HONG: Jika gambar itu mengingatkan saya pada “gambar indah” yang klise, saya mencoba untuk tidak menggunakannya. Ketika saya memutuskan untuk [membuat film] di Cannes, saya tahu saya ingin mengambil sesuatu di pantai. Cannes dikenal karena pantainya, jadi saya tahu saya akan mengambil sesuatu yang penting di sana. Jika ternyata menjadi pemandangan yang indah, tidak apa-apa. Saya puas dengan itu, tapi saya tidak bertujuan untuk mengulangi apa yang orang lain katakan bahwa “pemandangan indah” itu disengaja. Itu harus datang secara alami dan karena kebutuhan.

NOTEBOOK: Apakah gambar klise akan menghancurkan film Anda?

HONG: Saya sering bercanda dengan sinematografer saya sepanjang waktu, “Mungkin ini terlalu indah?” [Tertawa] Saya kira frame saya, sinematografi saya, netral. Saya tidak tahu apakah ungkapan ini benar, tapi saya ingin memuat apa yang terjadi dalam frame paling ekonomis. Mengikuti mereka dengan cara yang paling ekonomis memiliki keindahan tertentu. Hanya itu yang saya inginkan. Tapi kadang kala tercipta pemandangan yang sangat indah sehingga perlu diambil di sudut yang lebih rendah untuk menunjukkan [Kim] kembali pada tingkat yang sama, dan indah sekali. Tidak apa-apa. Saya bisa mengatasinya. Tapi saya tidak bertujuan untuk adegan indah yang disebut. Tak pernah.

NOTEBOOK: Karena film Anda mengikuti irama singkat yang Anda jelaskan sebelumnya, saya selalu tertarik dengan gambar yang mematahkan polanya. Ada syut di Claire’s Camera saat Kim Min-hee dan Isabelle Huppert melihat sebuah mural besar. Mereka berdua cukup kecil dan terpotong di bagian bawah bingkai.

HONG: Itu tempat dimana kita selalu tinggal bersama-sama — kru, semuanya.

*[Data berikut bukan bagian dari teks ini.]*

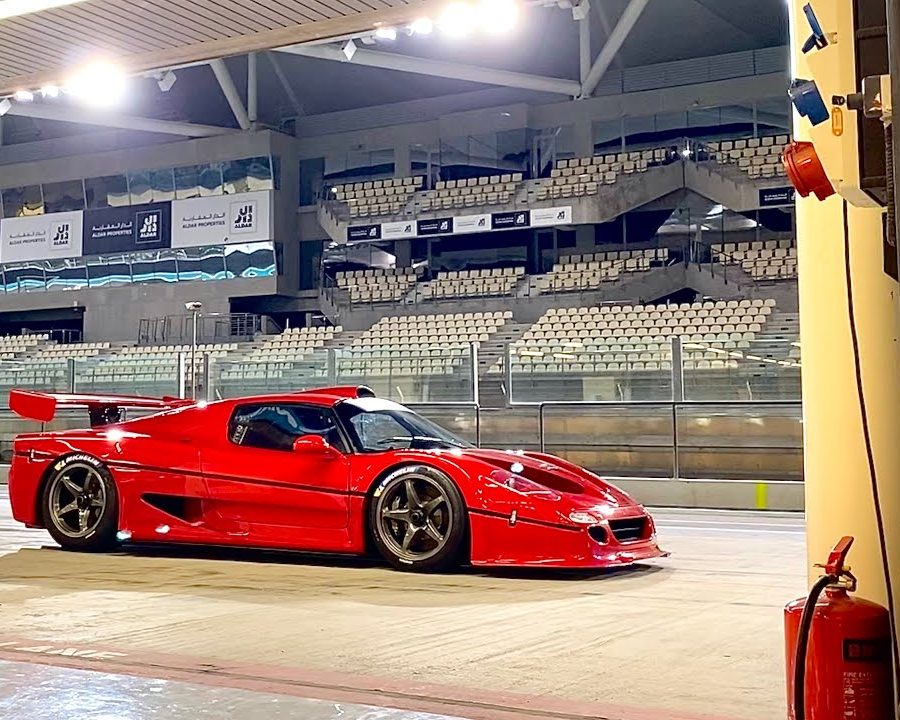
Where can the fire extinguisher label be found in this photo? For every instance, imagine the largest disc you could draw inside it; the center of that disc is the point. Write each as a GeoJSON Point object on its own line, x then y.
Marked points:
{"type": "Point", "coordinates": [866, 650]}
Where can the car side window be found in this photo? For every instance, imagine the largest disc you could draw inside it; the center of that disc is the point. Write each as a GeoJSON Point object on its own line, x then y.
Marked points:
{"type": "Point", "coordinates": [379, 431]}
{"type": "Point", "coordinates": [276, 427]}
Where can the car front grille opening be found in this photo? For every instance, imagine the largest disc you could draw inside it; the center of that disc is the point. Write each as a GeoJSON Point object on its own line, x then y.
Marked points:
{"type": "Point", "coordinates": [629, 530]}
{"type": "Point", "coordinates": [598, 534]}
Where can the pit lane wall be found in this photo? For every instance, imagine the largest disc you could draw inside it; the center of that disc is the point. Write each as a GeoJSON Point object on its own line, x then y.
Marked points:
{"type": "Point", "coordinates": [743, 460]}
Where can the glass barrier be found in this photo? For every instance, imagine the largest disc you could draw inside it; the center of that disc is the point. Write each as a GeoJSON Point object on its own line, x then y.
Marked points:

Saya melihat mural itu memiliki tiga wanita dan saya bertanya-tanya, “Mungkin ini ada kaitannya dengan film saya?” [Tertawa]

NOTEBOOK: Karena sekarang Anda kebanyakan mensyut dalam waktu lama, apakah Anda pernah menyesal untuk tidak menggunakan beberapa metode pengambilan lain? Apakah Anda merindukan close up?

HONG: Saya sering melakukan close up! Saya bisa zoom kapanpun saya mau.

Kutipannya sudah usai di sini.